Jacopo Bellapianta, TICTAC WATER
Motivazione della giuria
Il progetto di Jacopo Bellapianta offre un commento critico dal tono lirico e contemplativo alle strutture e le infrastrutture dei grandi impianti idroelettrici che dialogano con l’acqua e la montagna. Particolarmente efficace è l’idea di “voce dell’energia” come unico suono possibile in paesaggi silenti dove le opere in cemento assumono il carattere di potenti dormienti. Nel complesso, il progetto lascia emergere un’ambiguità fertile tra promessa di progresso e latente forza distruttrice, che invita lo spettatore a una riflessione lenta e consapevole.
Descrizione del progetto
TICTAC WATER è un progetto fotografico che nasce dall’esigenza di indagare gli aspetti passivi del paesaggio abituale. Il lavoro artistico finale riesce ad interrogare strutture algide a volte titaniche e riesce in maniera profondamente pittorica, ponendosi l’obiettivo di accompagnare l’interlocutore verso una nuova rivoluzione percettiva e visiva.

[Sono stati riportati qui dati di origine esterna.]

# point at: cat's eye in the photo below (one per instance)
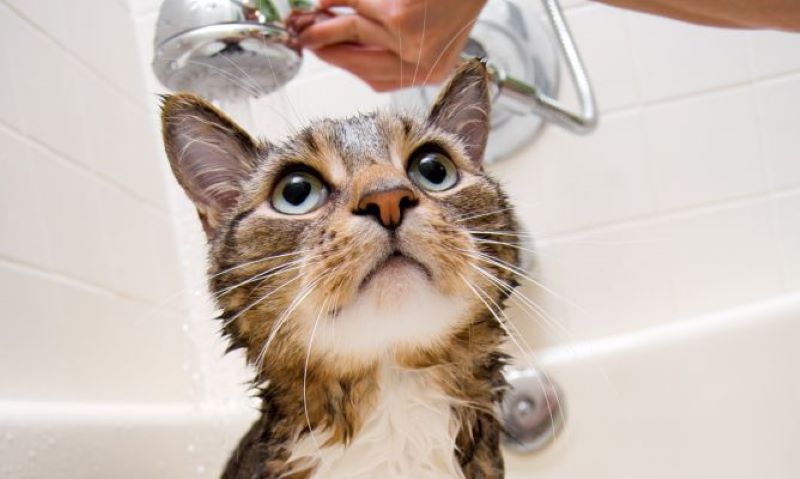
(432, 170)
(299, 192)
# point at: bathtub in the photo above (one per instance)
(711, 396)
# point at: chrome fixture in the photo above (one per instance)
(226, 49)
(522, 55)
(236, 49)
(532, 411)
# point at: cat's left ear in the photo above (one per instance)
(463, 108)
(210, 156)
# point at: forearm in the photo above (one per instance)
(777, 14)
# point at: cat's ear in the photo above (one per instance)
(210, 155)
(463, 108)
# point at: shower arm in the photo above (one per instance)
(534, 100)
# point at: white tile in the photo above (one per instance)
(723, 258)
(780, 137)
(72, 201)
(142, 7)
(609, 61)
(141, 251)
(787, 210)
(23, 236)
(302, 101)
(122, 141)
(676, 58)
(520, 178)
(47, 83)
(77, 344)
(614, 281)
(119, 350)
(704, 149)
(102, 35)
(9, 108)
(775, 52)
(600, 178)
(30, 307)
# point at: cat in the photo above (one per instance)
(355, 264)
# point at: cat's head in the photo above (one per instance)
(374, 236)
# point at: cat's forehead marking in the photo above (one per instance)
(360, 142)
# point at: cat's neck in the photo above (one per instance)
(425, 405)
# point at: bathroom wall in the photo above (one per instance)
(90, 275)
(685, 200)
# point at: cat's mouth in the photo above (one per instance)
(394, 266)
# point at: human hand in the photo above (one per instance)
(392, 44)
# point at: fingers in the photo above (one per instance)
(345, 29)
(373, 9)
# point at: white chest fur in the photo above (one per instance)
(410, 434)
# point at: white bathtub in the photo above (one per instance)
(712, 396)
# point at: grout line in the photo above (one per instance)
(74, 56)
(67, 160)
(704, 92)
(775, 308)
(64, 279)
(645, 220)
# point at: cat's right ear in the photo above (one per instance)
(210, 155)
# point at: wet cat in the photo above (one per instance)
(355, 265)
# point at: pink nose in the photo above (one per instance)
(387, 206)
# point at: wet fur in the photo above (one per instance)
(336, 391)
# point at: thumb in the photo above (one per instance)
(372, 9)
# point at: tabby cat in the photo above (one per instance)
(356, 266)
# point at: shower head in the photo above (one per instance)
(226, 49)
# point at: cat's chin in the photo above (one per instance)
(397, 306)
(394, 277)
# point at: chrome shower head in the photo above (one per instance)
(226, 49)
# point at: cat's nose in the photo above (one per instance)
(387, 206)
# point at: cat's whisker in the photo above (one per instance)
(503, 243)
(526, 355)
(479, 293)
(526, 302)
(513, 234)
(265, 275)
(421, 44)
(258, 260)
(305, 373)
(249, 89)
(284, 317)
(467, 217)
(261, 299)
(446, 48)
(522, 274)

La diga diventa interlinea tra un mondo reale e uno sospeso.
La grande potenza cementifica viene attenuata dai toni diafani e a volte in dissolvenza e con sapienza riesce ad ammaliare pur velando l’eco di una probabile forza distruttrice.

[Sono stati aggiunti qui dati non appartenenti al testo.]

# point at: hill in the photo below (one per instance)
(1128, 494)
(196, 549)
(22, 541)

Indisturbate, le fotografie di Tictac Water sono in grado di anagrammare fedelmente il senso di sospensione che ne deriva da questi mondi silenti.

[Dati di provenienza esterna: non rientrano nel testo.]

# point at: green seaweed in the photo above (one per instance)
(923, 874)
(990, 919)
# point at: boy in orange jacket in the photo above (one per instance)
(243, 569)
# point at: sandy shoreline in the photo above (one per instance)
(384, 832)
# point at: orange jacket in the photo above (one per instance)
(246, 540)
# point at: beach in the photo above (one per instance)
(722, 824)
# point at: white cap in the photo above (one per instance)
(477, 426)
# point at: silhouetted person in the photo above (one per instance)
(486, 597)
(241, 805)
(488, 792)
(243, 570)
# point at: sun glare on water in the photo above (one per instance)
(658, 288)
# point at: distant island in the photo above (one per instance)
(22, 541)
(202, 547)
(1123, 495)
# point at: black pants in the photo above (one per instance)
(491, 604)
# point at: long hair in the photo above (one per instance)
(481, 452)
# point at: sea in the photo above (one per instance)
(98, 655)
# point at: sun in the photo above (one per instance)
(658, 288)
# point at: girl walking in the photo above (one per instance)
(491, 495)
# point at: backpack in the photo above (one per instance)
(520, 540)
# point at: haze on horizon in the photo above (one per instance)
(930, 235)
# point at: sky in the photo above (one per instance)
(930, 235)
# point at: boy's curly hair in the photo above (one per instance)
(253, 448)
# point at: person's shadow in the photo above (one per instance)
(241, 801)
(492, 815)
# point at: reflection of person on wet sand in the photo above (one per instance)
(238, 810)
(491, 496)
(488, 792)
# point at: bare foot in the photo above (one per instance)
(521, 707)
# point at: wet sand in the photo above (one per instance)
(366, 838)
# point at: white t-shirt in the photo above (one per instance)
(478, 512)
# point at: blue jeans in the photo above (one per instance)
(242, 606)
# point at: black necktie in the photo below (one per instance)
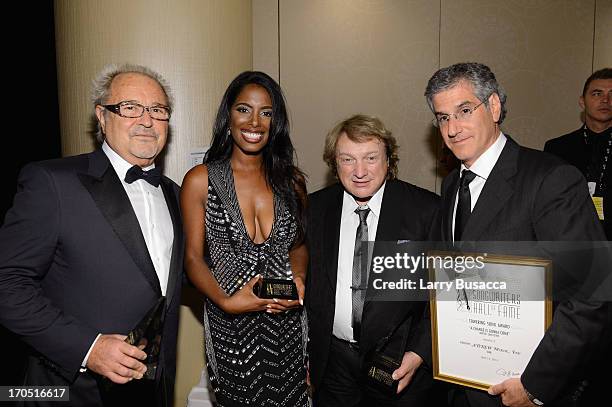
(360, 271)
(464, 203)
(153, 176)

L’unica voce è quella dell’energia, quella posizionale, quella che le dighe idroelettriche riescono a creare solo spostando grandi quantità d’acqua e che indisturbate trasformano in elettricità.
Alla fine il miracolo che ne deriva è solo il seme di una nuova fonte energetica che fa ben sperare, ma sicuramente ci viene presentata non senza intermezzi pungenti per l’occhio e per lo spirito.